Criterion 28 - Reactivity limits The reactivity control systems shall be designed with appropriate limits on the potential amount and rate of reactivity increase to assure that the effects of postulated reactivity accidents can neither (1) result in damage to the reactor coolant pressure boundary greater than limited local yielding nor (2) sufficiently disturb the core, its support structures or other reactor pressure vessel internals to impair significantly the capability to cool the core. These postulated reactivity accidents shall include consideration of rod ejection (unless prevented by positive means), rod dropout, steam line rupture, changes in reactor coolant temperature and pressure, and cold-water addition.
Criterion 29 - Protection against anticipated operational occurrences The protection and reactivity control systems shall be designed to assure an extremely high probability of accomplishing their safety functions in the event of anticipated operational occurrences.
3.0 TECHNICAL EVALUATION
The NRC staff evaluated the licensees application to determine if the proposed changes are consistent with the guidance, regulations, and plant-specific design and licensing basis information discussed in Section 2.3 of this safety evaluation.

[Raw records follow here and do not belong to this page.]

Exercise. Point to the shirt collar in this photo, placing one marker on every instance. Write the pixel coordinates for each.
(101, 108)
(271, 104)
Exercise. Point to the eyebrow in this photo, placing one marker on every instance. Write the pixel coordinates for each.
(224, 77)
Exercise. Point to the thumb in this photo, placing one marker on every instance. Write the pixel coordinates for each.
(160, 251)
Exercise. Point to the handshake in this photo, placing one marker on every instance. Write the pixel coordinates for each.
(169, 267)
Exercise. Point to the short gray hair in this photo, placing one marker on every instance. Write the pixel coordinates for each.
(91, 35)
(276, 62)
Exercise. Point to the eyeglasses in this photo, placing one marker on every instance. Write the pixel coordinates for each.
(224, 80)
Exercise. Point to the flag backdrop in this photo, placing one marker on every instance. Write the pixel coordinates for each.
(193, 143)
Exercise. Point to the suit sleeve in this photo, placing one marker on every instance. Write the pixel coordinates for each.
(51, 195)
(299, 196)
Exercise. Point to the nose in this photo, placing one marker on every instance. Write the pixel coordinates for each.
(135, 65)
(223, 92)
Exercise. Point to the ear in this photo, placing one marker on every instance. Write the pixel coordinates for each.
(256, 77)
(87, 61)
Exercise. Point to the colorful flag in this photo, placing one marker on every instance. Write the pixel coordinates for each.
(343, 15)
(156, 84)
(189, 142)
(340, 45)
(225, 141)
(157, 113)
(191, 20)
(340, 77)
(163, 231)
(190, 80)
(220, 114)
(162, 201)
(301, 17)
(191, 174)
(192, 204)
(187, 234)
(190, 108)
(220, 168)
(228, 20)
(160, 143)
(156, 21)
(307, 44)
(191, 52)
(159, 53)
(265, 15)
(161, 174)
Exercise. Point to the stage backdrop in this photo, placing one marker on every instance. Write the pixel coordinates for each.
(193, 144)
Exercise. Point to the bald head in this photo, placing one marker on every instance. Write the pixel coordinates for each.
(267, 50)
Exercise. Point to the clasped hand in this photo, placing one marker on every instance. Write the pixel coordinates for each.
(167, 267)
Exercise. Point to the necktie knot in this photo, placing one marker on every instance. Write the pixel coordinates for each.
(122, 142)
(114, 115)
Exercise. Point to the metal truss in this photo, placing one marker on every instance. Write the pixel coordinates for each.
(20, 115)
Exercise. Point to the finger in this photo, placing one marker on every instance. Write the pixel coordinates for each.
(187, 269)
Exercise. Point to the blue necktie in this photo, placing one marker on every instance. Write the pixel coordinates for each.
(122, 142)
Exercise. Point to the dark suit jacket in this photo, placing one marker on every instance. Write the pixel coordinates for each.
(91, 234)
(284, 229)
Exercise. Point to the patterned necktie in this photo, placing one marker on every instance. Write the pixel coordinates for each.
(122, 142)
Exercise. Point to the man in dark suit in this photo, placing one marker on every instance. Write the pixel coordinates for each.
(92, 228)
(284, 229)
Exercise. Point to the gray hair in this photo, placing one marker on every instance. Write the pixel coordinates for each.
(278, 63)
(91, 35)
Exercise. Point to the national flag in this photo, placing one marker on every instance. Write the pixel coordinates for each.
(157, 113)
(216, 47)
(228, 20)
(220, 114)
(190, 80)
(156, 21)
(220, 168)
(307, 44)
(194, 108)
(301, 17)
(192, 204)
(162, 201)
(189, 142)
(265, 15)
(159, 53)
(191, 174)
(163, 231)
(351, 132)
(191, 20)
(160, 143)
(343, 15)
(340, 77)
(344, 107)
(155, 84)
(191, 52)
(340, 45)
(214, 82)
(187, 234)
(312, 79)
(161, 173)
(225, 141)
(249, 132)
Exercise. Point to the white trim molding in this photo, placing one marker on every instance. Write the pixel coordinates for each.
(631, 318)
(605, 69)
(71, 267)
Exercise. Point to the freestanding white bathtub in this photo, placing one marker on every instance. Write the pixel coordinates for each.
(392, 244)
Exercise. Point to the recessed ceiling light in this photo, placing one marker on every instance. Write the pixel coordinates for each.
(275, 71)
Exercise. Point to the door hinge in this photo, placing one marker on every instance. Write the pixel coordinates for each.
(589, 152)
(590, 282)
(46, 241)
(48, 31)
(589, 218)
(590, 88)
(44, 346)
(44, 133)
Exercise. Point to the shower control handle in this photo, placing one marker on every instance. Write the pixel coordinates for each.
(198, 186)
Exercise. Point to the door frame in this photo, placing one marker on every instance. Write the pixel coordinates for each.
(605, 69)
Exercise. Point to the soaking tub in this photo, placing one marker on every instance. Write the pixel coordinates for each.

3.1 Evaluation of Proposed Changes The licensee stated that Framatome performs the reload licensing analysis for Sequoyah, Units 1 and 2, and applies NRC-approved codes and analytical methods to design the reload core. The NRC-approved codes and analytical methods used to generate the reload safety evaluation are included in TS 5.6.3, Core Operating Limits Report, and are also listed in the cycle-specific COLR. The licensee stated that the reload safety analysis methods are not invalidated by the removal of control rod H-08 from the core design because these methods are not dependent on a particular RCCA configuration. The licensee stated that Cycle-specific reload evaluations of TS limits, safety analysis limits, and operating limits without the H-08 control rod for Cycle 25 have not yet been completed and are typically not finalized until approximately 30 days prior to the start of the refueling outage. The licensee also stated that the reload analyses for Cycle 24 support the removal of H-08 for Cycle 25 given the following:
The U1C24 and U2C24 cores are similar in design to the expected design of the Cycle 25 cores (i.e., similar energy requirements, feed batch size and enrichment).
The Cycle 25 analyses results will not vary appreciably from the U1C24 and U2C24 results.
The U1C24 and U2C24 cores demonstrate that a core designed assuming 53 control rods (i.e., assuming the H-08 control rod present) can still meet all required safety analysis acceptance criteria when the H-08 control rod is removed.
Designing the Cycle 25 cores with the H-08 control rod removed assures the core designs will meet all acceptance criteria.
The U1C24 and U2C24 margin assessments form a strong technical justification for the H-08 RCCA removal extension.
In the two previous LARs (referenced above in Section 2.2) where the licensee proposed operation with only 52 control rods for Cycle 24, the licensee provided details on important safety parameters (shutdown margin, boron concentration and boron worth, moderator temperature coefficient, etc.) and the impact on the Updated Final Safety Analysis Report (UFSAR) Chapter 15 Accident Analyses. The NRC staffs review concluded that the licensees proposed use of 52 control rod assemblies in Sequoyah, Units 1 and 2, for Cycle 24 was acceptable because all cycle-specific safety analysis limits were met, the design change is consistent with the current design basis, and does not challenge the safety analyses detailed in Chapter 15 of the UFSAR. Given that the reload core design methodology requires the performance of cycle-specific thermal-hydraulic and limiting transient analysis checks to ensure the core does not reduce the existing safety analysis margin, the NRC staff finds that the operating and safety analysis limits with the use of only 52 control rods for the Cycle 25 cores will be assured.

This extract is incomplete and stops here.